15 best porridges in Singapore that deserve the congee-niality award [May 2025 update]

Speaking of century eggs, it’s one of those toppings which you either love or hate — and I’m in the camp of fervently loving it. Curiously, the century eggs are sliced into thin pieces and mixed into the congee instead of being sliced into halves and served on the side.
One minor criticism: this dish needs more minced chicken. There are bits scattered throughout the bowl but you can’t really taste them.

Moving on to the other half of this stall’s namesake, the chee cheong fun. They offer a handful of creative twists, like their Lontong Cheong Fun (S$4.20) or Mixed Sauce Cheong Fun (S$4.20), which comes with both sweet and spicy sauces. I simply went for the classic HK Style Cheong Fun (S$3.20).
It was a rather large portion of chee cheong fun, counting 14 slices in total. It’s so much that I’d recommend this as a meal on its own rather than eating it as a side dish.

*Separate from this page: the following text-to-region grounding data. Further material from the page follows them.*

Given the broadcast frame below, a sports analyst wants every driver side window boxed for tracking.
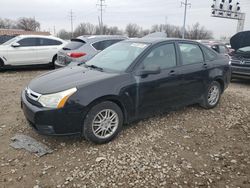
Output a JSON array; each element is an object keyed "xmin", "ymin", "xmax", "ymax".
[{"xmin": 140, "ymin": 43, "xmax": 177, "ymax": 70}]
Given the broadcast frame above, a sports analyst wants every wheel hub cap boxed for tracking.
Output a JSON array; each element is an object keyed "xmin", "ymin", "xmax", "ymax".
[
  {"xmin": 92, "ymin": 109, "xmax": 119, "ymax": 139},
  {"xmin": 208, "ymin": 85, "xmax": 220, "ymax": 106}
]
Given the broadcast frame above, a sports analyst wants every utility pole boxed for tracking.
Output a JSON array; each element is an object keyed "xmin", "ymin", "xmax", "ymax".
[
  {"xmin": 181, "ymin": 0, "xmax": 191, "ymax": 39},
  {"xmin": 53, "ymin": 25, "xmax": 56, "ymax": 36},
  {"xmin": 97, "ymin": 0, "xmax": 106, "ymax": 35},
  {"xmin": 69, "ymin": 10, "xmax": 74, "ymax": 38}
]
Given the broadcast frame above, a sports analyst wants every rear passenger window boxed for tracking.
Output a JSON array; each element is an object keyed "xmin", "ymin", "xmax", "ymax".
[
  {"xmin": 92, "ymin": 40, "xmax": 122, "ymax": 51},
  {"xmin": 18, "ymin": 38, "xmax": 38, "ymax": 47},
  {"xmin": 141, "ymin": 43, "xmax": 177, "ymax": 70},
  {"xmin": 179, "ymin": 43, "xmax": 204, "ymax": 65},
  {"xmin": 200, "ymin": 45, "xmax": 217, "ymax": 61},
  {"xmin": 39, "ymin": 38, "xmax": 62, "ymax": 46}
]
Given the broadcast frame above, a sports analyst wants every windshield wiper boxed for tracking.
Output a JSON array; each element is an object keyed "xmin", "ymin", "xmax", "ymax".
[{"xmin": 84, "ymin": 64, "xmax": 103, "ymax": 71}]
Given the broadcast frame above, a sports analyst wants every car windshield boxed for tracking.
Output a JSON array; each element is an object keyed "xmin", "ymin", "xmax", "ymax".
[
  {"xmin": 85, "ymin": 41, "xmax": 149, "ymax": 72},
  {"xmin": 2, "ymin": 36, "xmax": 20, "ymax": 45},
  {"xmin": 237, "ymin": 46, "xmax": 250, "ymax": 53}
]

I asked the stall owner, Chef Oh San Oui, if the chee cheong fun was made in-house, and he proudly tapped his chest and answered “Of course!” in Mandarin. It’s so smooth and silky, no wonder he’s proud of it.
The sambal chilli was not as hot as I expected, and it added lots of tanginess on top of the usual sweetness from the sauce, along with the crunchiness from the sesame seeds.
Final thoughts

Have I been converted into a porridge lover? Not exactly, but I think I’ve at least moved on from hating porridge.
Putting my biases aside, I think Chef Oh HK Style Cheong Fun • Porridge offers very homey and comfy food that easily warms the soul after a long and hard day. It’s cooked fast, is very affordable, and offers great value for money.
In fact, I may even return if I ever need another porridge fix.